Eine Frau in den Fünfzigern sitzt an einem langen Bürotisch. Hochgesteckte, blonde Haare, Brille mit rotem, stabilem Rahmen, zu viel Parfum. Der ganze Raum riecht süßlich und schwer. Schräg hinter ihr befindet sich eine Glastür, hinter der das Archiv sein muss.

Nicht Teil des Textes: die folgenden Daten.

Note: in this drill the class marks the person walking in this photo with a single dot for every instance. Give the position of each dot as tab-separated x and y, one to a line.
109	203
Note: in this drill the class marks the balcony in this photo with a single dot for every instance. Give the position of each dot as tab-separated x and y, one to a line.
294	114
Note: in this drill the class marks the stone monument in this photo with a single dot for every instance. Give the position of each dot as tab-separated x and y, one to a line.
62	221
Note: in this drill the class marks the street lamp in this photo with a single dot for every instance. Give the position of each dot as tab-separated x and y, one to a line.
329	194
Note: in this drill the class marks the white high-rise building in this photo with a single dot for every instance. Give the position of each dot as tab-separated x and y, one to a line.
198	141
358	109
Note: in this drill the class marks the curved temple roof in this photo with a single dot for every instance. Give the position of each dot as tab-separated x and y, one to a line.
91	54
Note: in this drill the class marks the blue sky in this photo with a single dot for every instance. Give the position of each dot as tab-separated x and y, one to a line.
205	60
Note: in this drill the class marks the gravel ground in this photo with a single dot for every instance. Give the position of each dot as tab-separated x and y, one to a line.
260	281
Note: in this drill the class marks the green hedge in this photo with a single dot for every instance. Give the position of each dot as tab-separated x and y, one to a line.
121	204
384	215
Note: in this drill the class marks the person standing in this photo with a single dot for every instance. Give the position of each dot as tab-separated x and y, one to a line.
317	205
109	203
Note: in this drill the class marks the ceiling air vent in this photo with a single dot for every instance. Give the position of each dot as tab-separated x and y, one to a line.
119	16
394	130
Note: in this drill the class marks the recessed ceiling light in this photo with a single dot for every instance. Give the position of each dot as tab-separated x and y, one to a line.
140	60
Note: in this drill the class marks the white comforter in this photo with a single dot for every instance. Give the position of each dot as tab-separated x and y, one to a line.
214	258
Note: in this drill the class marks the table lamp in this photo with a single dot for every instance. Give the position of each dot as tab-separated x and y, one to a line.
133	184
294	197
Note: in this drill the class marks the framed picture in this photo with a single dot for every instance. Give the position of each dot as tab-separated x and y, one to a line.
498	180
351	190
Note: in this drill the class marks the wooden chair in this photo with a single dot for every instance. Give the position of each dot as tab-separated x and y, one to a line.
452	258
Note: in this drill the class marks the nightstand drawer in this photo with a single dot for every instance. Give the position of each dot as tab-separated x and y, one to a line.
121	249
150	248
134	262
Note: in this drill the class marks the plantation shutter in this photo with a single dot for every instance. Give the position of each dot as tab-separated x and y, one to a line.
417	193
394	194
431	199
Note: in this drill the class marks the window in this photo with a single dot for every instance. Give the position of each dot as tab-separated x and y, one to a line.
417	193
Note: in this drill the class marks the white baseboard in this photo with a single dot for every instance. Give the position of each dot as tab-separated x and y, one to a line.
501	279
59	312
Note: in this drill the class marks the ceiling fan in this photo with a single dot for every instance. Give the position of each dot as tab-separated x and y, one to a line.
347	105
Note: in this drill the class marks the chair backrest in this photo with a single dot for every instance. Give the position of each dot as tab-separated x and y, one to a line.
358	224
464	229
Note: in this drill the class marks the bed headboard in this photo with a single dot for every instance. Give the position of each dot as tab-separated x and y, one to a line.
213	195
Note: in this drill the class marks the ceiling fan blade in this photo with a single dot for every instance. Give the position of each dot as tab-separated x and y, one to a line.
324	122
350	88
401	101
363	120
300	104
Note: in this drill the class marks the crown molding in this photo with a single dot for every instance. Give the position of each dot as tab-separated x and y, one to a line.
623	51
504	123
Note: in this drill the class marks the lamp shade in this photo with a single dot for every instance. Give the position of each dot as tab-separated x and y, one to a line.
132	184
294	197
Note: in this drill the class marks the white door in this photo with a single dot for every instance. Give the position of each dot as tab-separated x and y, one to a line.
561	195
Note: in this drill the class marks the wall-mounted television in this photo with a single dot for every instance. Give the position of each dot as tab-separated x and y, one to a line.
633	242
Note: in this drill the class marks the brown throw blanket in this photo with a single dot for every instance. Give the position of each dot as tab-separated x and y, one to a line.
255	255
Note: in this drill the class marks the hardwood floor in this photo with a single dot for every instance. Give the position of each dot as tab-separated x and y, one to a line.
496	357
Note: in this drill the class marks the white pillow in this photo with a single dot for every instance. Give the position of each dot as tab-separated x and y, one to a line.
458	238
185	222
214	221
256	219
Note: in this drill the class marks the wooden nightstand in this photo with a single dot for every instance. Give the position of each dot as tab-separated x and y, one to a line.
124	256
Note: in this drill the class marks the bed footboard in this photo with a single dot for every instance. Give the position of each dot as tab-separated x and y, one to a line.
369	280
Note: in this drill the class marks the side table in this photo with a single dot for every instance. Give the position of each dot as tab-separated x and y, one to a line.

„Was kann ich für Sie tun?“, fragt mich die Frau nicht unfreundlich, aber bestimmt.
„Ich bin von der Neurologie rübergeschickt worden, die Assistentin von Prof. Neumann. Er bittet um eine Akte aus den alten Beständen von Dr. Grabe.“
„Die alten Bestände?“ Sie sieht mich durchdringend an. Wenn es hier keine alten Akten von Frederik gibt, ist es sowieso sofort aus. Ich merke, wie ich zu schwitzen beginne und sich mein Mund auf einmal ganz trocken anfühlt.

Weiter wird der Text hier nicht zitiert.